Banks large and small have been waiting anxiously to see how much regulators’ expectations are going to change in the wake of the Wells scandal. The fear was that the San Francisco bank, on a short leash with its regulators, would eliminate performance-based pay, putting pressure on other banks to follow suit.
Wells Fargo is keeping many details under wraps, but the revised scheme appears to bring the $1.9 trillion-asset company into closer alignment with the rest of the sector, consultants said. Notably, the new plan does not get rid of incentive pay, which has long been a staple of compensation plans throughout the retail banking industry.

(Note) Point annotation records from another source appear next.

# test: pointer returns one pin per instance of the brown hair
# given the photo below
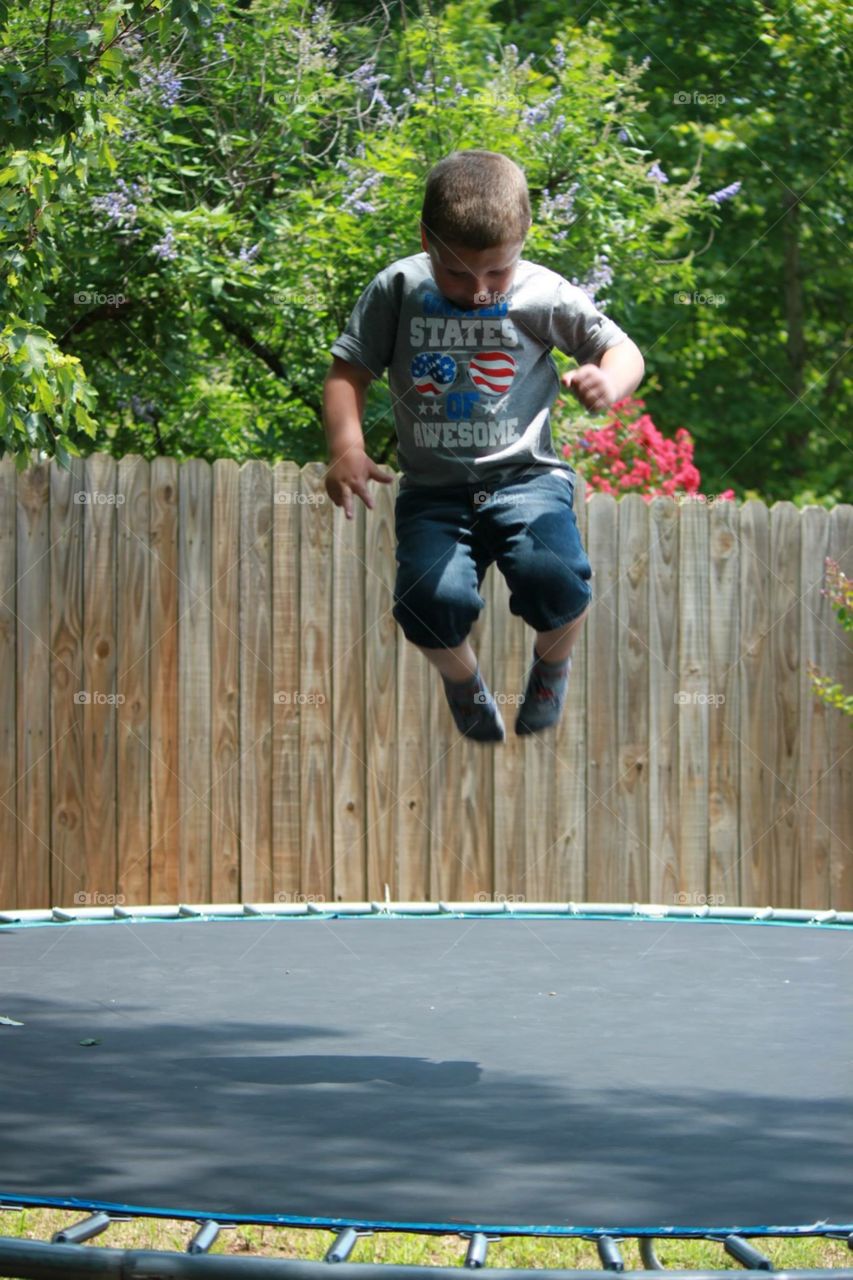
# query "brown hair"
(477, 199)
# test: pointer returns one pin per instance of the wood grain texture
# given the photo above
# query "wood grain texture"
(206, 696)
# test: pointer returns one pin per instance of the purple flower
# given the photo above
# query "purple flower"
(725, 193)
(352, 201)
(165, 80)
(117, 205)
(600, 278)
(560, 206)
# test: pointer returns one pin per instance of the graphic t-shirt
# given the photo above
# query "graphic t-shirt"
(473, 391)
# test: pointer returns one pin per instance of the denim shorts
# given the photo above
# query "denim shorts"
(448, 536)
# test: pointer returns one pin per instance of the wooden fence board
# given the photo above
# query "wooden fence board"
(164, 734)
(133, 749)
(206, 698)
(785, 661)
(840, 667)
(694, 699)
(416, 693)
(314, 686)
(256, 681)
(630, 794)
(195, 483)
(815, 717)
(226, 755)
(99, 679)
(605, 831)
(757, 735)
(382, 694)
(724, 748)
(287, 649)
(12, 887)
(662, 707)
(67, 784)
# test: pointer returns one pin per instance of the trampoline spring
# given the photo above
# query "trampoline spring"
(343, 1246)
(477, 1249)
(204, 1238)
(746, 1253)
(80, 1232)
(610, 1253)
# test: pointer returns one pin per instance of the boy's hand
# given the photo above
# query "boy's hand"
(592, 387)
(347, 474)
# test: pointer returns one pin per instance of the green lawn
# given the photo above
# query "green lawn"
(419, 1249)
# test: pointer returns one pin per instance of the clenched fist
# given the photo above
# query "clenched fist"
(592, 387)
(347, 474)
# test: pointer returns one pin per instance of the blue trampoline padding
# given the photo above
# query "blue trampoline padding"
(542, 1074)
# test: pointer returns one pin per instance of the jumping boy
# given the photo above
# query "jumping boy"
(465, 330)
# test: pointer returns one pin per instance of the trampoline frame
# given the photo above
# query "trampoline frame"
(67, 1257)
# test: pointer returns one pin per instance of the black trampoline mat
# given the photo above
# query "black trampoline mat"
(498, 1073)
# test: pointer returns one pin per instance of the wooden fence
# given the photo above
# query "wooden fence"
(205, 698)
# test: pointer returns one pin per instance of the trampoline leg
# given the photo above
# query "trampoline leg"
(610, 1253)
(343, 1246)
(649, 1257)
(477, 1247)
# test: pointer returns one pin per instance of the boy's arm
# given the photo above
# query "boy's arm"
(615, 374)
(350, 470)
(343, 398)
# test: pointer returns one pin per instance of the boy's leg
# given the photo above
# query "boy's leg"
(473, 707)
(459, 663)
(547, 571)
(556, 645)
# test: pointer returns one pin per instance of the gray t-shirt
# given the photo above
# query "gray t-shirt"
(473, 389)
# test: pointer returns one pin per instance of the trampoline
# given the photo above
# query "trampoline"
(606, 1070)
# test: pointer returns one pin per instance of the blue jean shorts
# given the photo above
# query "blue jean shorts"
(448, 536)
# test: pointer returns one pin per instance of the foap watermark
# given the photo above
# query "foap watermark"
(296, 698)
(703, 499)
(502, 499)
(290, 497)
(83, 899)
(97, 498)
(684, 298)
(694, 699)
(89, 298)
(310, 300)
(502, 699)
(491, 298)
(498, 897)
(684, 99)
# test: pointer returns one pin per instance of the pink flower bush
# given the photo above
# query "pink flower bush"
(629, 455)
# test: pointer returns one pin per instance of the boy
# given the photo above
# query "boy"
(465, 330)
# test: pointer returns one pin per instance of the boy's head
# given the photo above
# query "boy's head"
(474, 219)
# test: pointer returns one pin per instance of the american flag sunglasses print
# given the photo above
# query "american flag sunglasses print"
(491, 371)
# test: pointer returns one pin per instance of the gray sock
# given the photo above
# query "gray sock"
(544, 695)
(474, 709)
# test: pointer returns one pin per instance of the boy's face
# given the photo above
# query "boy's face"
(473, 278)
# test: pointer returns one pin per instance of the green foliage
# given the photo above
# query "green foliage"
(195, 195)
(756, 364)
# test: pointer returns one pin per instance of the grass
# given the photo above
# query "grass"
(272, 1242)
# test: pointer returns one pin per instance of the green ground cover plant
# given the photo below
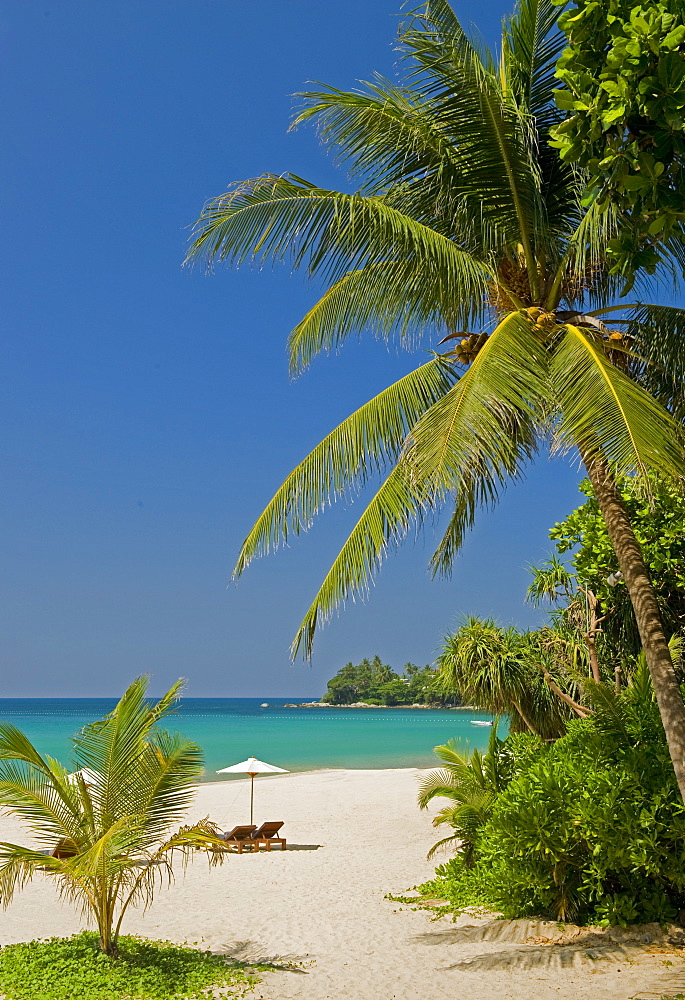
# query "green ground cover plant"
(75, 968)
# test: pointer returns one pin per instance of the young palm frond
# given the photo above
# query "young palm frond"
(471, 782)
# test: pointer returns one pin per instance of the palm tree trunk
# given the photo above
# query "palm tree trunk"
(646, 609)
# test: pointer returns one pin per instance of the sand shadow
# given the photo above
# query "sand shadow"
(535, 944)
(549, 957)
(247, 954)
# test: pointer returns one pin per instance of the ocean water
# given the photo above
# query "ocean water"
(298, 739)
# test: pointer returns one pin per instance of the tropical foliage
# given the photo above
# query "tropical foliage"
(658, 519)
(468, 229)
(376, 683)
(105, 833)
(502, 670)
(587, 828)
(624, 90)
(471, 782)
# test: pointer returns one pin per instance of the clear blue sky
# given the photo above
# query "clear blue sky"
(147, 412)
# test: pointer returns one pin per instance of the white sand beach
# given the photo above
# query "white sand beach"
(353, 836)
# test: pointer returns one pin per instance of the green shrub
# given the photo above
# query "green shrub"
(75, 969)
(592, 831)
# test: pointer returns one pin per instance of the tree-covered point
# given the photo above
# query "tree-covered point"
(624, 91)
(377, 683)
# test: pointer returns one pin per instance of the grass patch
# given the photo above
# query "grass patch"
(75, 969)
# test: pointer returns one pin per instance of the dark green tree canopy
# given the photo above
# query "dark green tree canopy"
(377, 683)
(624, 88)
(659, 523)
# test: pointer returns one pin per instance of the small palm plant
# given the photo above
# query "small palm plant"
(471, 783)
(106, 830)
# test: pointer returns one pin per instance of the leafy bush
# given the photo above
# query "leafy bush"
(593, 831)
(75, 969)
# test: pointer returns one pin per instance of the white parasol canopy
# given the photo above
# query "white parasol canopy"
(252, 766)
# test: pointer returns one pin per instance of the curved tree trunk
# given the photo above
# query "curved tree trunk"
(646, 609)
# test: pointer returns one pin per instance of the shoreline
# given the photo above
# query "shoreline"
(318, 913)
(360, 705)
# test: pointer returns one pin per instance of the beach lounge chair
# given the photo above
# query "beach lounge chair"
(240, 836)
(267, 835)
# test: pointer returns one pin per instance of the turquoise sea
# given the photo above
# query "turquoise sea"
(298, 739)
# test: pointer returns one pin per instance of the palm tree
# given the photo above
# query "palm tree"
(471, 783)
(105, 830)
(466, 227)
(503, 671)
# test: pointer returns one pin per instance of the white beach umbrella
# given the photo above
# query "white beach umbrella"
(252, 766)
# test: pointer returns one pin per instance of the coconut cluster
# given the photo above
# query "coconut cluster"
(467, 348)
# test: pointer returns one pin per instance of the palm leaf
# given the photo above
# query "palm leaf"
(399, 299)
(484, 428)
(400, 500)
(658, 335)
(329, 232)
(603, 411)
(357, 448)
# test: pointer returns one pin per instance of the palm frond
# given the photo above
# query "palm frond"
(400, 501)
(491, 133)
(389, 299)
(329, 232)
(658, 335)
(533, 45)
(486, 426)
(603, 411)
(359, 447)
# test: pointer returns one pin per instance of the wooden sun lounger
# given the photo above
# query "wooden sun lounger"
(240, 837)
(266, 835)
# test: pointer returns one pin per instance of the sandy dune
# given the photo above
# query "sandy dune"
(353, 837)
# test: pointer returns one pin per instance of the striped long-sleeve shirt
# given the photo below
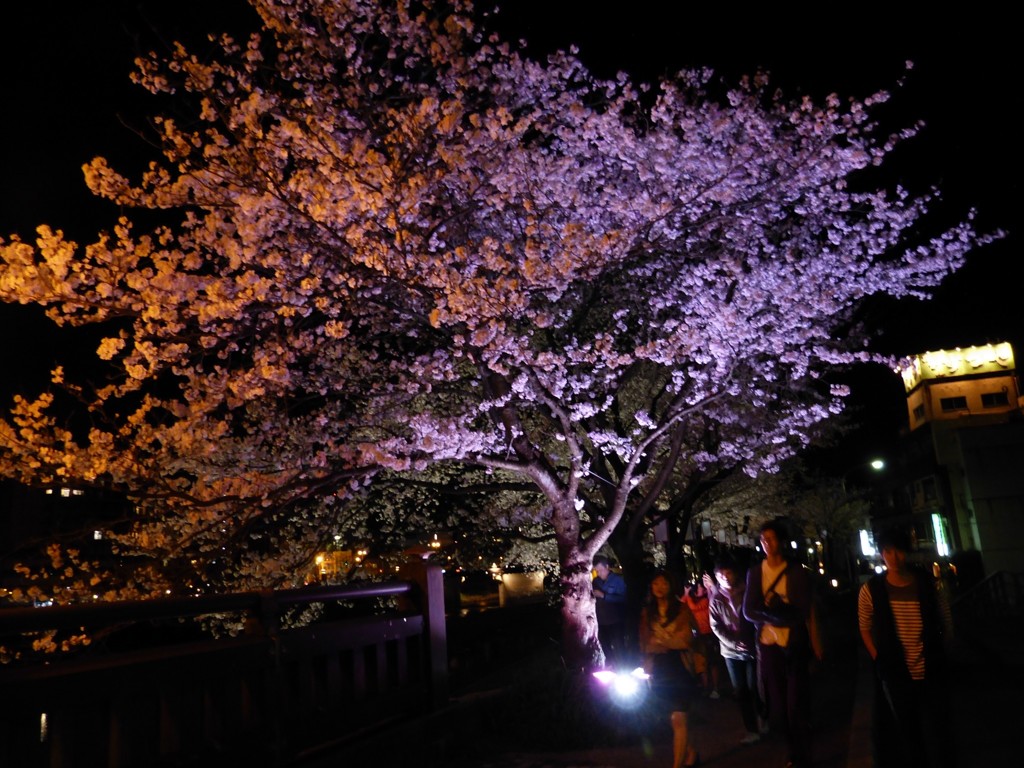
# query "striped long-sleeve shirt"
(907, 619)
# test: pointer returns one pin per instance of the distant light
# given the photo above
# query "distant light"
(866, 545)
(626, 688)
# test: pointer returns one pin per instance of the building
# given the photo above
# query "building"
(962, 462)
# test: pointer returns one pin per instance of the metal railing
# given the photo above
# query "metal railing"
(269, 696)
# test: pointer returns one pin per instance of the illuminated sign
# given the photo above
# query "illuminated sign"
(946, 364)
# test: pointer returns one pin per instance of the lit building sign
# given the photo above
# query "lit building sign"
(946, 364)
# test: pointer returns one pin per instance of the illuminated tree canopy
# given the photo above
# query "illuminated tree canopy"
(383, 240)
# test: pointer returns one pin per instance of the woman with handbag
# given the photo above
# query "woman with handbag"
(778, 602)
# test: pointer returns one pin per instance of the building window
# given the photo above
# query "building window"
(953, 403)
(994, 399)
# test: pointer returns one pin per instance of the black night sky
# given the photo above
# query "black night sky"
(67, 97)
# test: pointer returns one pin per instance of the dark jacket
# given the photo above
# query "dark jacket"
(795, 613)
(891, 662)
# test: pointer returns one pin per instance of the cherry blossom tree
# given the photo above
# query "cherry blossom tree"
(383, 240)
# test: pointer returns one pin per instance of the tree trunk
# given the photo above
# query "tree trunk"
(581, 646)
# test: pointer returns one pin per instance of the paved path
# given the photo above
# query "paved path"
(986, 698)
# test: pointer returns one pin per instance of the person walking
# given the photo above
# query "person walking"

“I think the construct was not that radical, and I’m happy that it wasn’t,” said Darryl Demos, an executive vice president at Novantas. “They could have easily overreacted.”[…] “It’s not about how many accounts have you opened, how many new products or solutions have you sold. But rather, it’s about attracting new primary customer relationships to the bank,” Shrewsberry said.
Those changes drew mixed reviews from outside observers.
Demos, the Novantas consultant, said that it makes sense to emphasize customers’ product use, as opposed to just sales, in an incentive pay formula. “This one approach, if they’d put that in place, might have kept them out of hot water,” he said.